Plaintiff Lamar Dawson, a former college football player for the University of Southern California, brought the present putative class action lawsuit against the National Collegiate Athletic Association (NCAA) and the PAC-12 Conference (PAC-12) for violations of the Fair Labor Standards Act (“FLSA”) and the California Labor Code. Defendants move to dismiss on the grounds that student athletes were not covered under either statute and plaintiff lacked standing to sue.
Did the plaintiff student athlete have standing to bring a putative class action against the National Collegiate Athletic Association or the PAC-12 Conference for violations of the Fair Labor Standards Act and the California Labor Code?
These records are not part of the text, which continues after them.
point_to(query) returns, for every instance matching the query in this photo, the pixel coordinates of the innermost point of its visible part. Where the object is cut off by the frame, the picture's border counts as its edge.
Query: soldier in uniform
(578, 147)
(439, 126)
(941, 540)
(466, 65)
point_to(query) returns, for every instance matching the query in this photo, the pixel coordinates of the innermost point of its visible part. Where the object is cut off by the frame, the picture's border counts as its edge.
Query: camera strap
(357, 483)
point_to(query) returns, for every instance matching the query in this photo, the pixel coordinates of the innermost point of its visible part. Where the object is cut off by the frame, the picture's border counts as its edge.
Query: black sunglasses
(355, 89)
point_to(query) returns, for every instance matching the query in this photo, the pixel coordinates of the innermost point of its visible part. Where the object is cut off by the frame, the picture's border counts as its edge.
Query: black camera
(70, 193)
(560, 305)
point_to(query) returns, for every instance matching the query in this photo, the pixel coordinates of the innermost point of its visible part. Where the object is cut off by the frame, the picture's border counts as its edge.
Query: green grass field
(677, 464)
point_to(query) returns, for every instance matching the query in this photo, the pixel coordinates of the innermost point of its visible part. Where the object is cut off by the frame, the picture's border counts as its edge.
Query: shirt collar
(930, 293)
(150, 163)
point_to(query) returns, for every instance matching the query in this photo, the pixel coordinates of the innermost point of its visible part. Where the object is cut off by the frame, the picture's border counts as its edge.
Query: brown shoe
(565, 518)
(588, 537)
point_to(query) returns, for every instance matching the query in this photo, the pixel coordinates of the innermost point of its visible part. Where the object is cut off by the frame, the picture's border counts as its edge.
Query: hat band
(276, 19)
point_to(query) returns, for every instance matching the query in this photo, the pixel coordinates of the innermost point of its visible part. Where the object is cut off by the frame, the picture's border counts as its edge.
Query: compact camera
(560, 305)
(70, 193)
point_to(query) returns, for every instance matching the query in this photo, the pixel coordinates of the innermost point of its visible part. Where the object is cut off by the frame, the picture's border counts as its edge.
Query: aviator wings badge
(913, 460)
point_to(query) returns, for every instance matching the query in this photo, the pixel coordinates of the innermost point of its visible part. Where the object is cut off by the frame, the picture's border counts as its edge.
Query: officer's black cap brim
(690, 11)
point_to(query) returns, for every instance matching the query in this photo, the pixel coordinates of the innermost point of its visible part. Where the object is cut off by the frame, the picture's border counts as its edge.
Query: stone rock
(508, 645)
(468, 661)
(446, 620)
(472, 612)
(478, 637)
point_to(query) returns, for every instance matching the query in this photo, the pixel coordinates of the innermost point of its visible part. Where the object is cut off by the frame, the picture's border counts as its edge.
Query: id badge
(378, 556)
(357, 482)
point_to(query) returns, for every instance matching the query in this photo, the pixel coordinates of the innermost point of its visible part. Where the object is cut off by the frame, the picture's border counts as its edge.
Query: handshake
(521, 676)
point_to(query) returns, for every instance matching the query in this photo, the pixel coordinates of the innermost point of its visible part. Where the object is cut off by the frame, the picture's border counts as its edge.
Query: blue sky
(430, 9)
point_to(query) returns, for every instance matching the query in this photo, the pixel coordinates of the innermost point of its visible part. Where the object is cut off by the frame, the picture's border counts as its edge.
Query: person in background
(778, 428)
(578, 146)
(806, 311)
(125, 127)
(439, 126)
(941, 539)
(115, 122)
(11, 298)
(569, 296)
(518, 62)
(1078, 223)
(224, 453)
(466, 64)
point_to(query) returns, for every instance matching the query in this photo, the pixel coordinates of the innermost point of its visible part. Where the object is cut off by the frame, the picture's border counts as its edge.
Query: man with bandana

The defendants’ motion was granted. The court held that the plaintiff did not have standing to bring a putative class action against the National Collegiate Athletic Association or the conference for violations of the Fair Labor Standards Act (FLSA) because student athletes were not "employees" within the meaning of 29 U.S.C.S. § 203 of the FLSA. Furthermore, the court held that the plaintiff did not have standing to bring an action under the California Labor Code because he was not an employee within the meaning of the statute as it was defined in Cal. Lab. Code § 3352 for purposes of worker's compensation and as cases had interpreted the term. The plaintiff was not entitled to leave to amend his complaint because it was based on an untenable legal theory and amendment would be futile.